Does it handle images? How about multiple sites/subdomains?

  • mtigasOP 13 years ago

    For my blog, static files (anything stored in an app's "static" directory, basically[1]) the like are handled transparently through django-storages' S3 support [2]. (The STATICFILES_STORAGE option in settings.) If you’ve used Django's staticfiles framework before, it’s pretty much plug-and-play.

    For more dynamic file storage (say, using FileField or ImageField in a model), I believe django-storages would work, too. (Make sure you configure django-storages with the DEFAULT_FILE_STORAGE option set to S3 also.)

    Assuming you’re managing your site via a local dev server (or a server that "hosts" the "hot type" version of the site), any time you "upload" a file to your local server, it'll actually upload to S3 (and any calls to "field.url" will actually map to the S3 URL). Not sure how well it'll work in all use cases: I haven't actually used FileField or ImageField myself in the django-medusa+django-storages usecase, but I have used both separately so I’m fairly sure this is possible.

    This is a pretty darn good question though, so I’ll likely make a follow-up blogpost with a more comprehensive walkthrough regarding handling staticfiles and FileField/ImageField. Sometime in the near future.

    Multiple sites/subdomains is a bit more complicated. I’d say you should probably use separate Django instances for each and render them separately. (For S3, you’d need to use separate buckets, anyway.) If they need to share data, you can configure multiple Django settings.py configurations for each site but still use the same source tree and local database. (See the Django sites framework: [3])
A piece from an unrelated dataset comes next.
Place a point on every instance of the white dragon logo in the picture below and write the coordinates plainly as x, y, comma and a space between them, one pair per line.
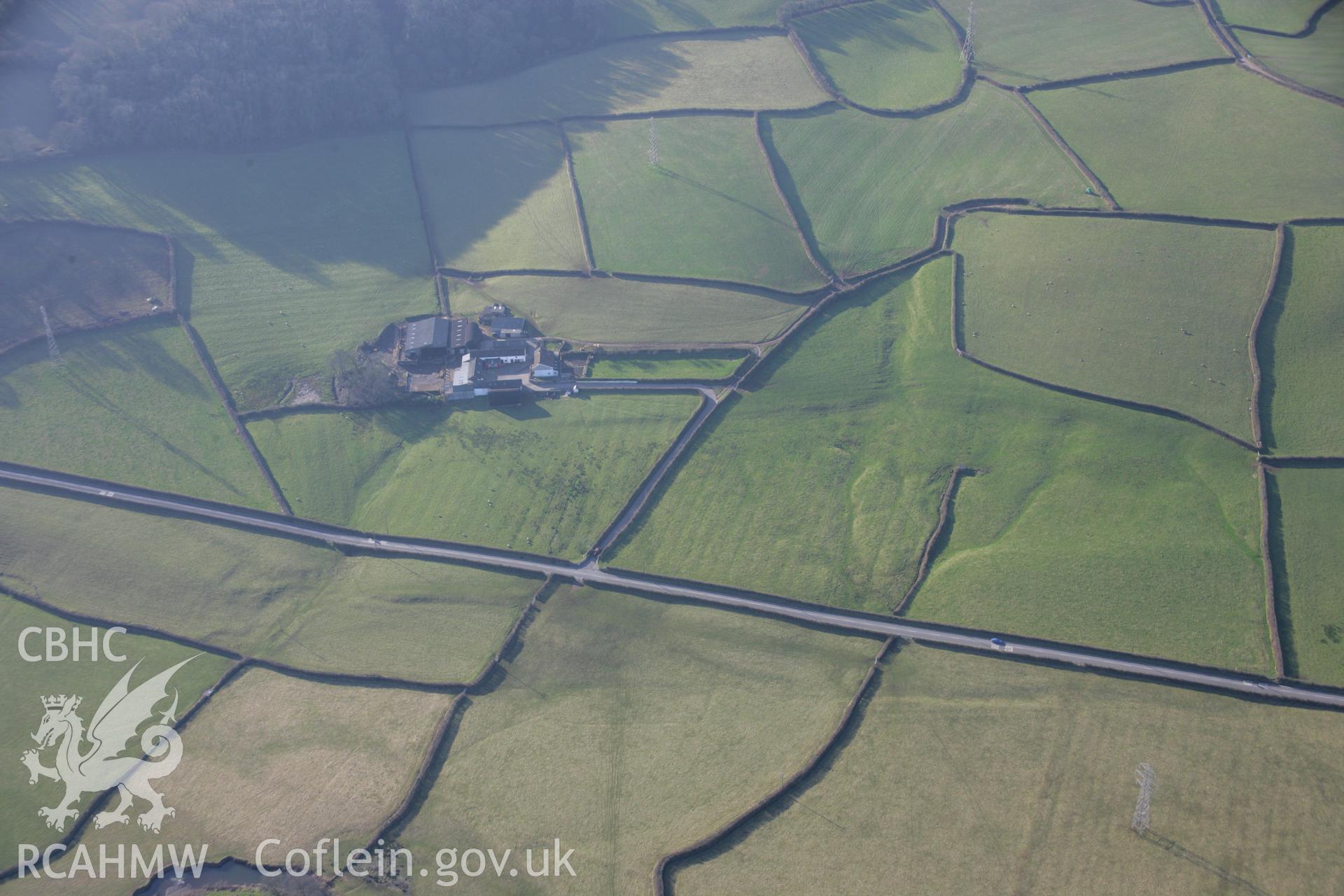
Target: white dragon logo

    [1]: https://docs.djangoproject.com/en/dev/howto/static-files/ [2]: http://django-storages.readthedocs.org/en/latest/backends/am... [3]: https://docs.djangoproject.com/en/1.4/ref/contrib/sites/

megaman821 13 years ago

Why all these static site generators? Just use Varnish, it is the static site generator for any and all frameworks.

  • rglullis 13 years ago

    Do you have access to Varnish in your standard run-of-the-mill shared host service?

  • mtigasOP 13 years ago

    What if you don’t have control over your hosting environment? (Or don’t have an application hosting environment to work with? Or don’t want to provision one?)

    What if you don’t want to use your own infrastructure? (See Ars Technica’s WWDC liveblog[1], which polls JSON files that are in the same directory and appeared to be periodically updated during the event, by some software that a reporter was using. Ostensibly because the feature is short-lived, super-high-traffic — likely thousands of concurrent users — and should be as low latency as possible due to the nature of the event.)

    Not to knock on Varnish, because I use it on plenty of larger things and love it. I just think that there are usecases where you can rationalize not even having an application server to cache in front of.